01.04.2019
By Rob Daly

Outlook 2019: Chris Hollands, TradingScreen

Chris Hollands is head of North American and European sales and account management at TradingScreen.

Chris Hollands,
Tradingscreen

What was the most important lesson of 2018?

In an industry that was undergoing a massive regulatory shift especially with MiFID II and a wave of consolidation, that having a trusted, long-established and stable technology provider partner that had worked closely with its clients to prepare for the changes in the run-up to 2018, would be massively important.

The wave of consolidation brings with it some upheaval and potential switches of strategic focus and, in the EMS world specifically, puts an added premium on independence and broker neutrality.

Do you expect investments in fintech to rise, plateau, or trail off in 2019?

We fully expect the investments trend in fintech to continue to increase.  The demand for better analytics to inform each stage of the trading lifecycle on a cross-asset class basis coupled with the need to integrate them more tightly into the trading workflow will continue to be key drivers.

The ability of proven and established technology providers to partner with new entrants will equally be a facilitator of the adoption of these fintech solutions.

Also, factors such as consolidation on the buy-side trading desk, the spread of the best execution imperative into the newly electronifying asset classes and the increasing demand from the larger, geographically dispersed asset managers for standalone, best-of-breed EMS solutions to overlay and to aggregate disparate OMSs, will continue to drive this investment.

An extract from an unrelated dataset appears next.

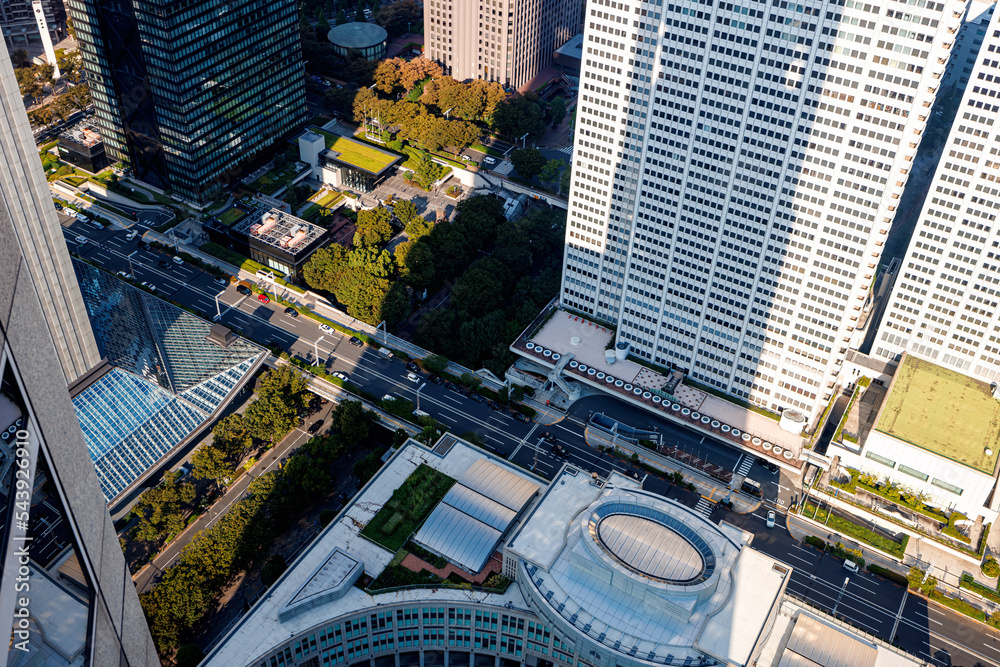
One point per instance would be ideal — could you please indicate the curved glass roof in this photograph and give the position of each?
(650, 548)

Will Wall Street return to focusing on innovation to drive alpha in the new year?

Yes, 2018 was very much a year of regulatory compliance, but we do expect a renewed focus on innovation to drive alpha in 2019 and beyond.

The growing appetite for richer analytics to inform the investment and trading process, as mentioned above, and the need for increased automation and the interrelationship between the two, will be at the heart of this innovation.

Best execution is here to stay and is extending itself into a broader set of asset classes, which when married to the consolidation of buy-side trading desks is forcing them to become more productive with fewer resources while being able to demonstrate alpha.  This necessitates the adoption of more genuinely multi-asset class execution tools that offer more sophisticated automation capabilities powered by more widely available data and analytics.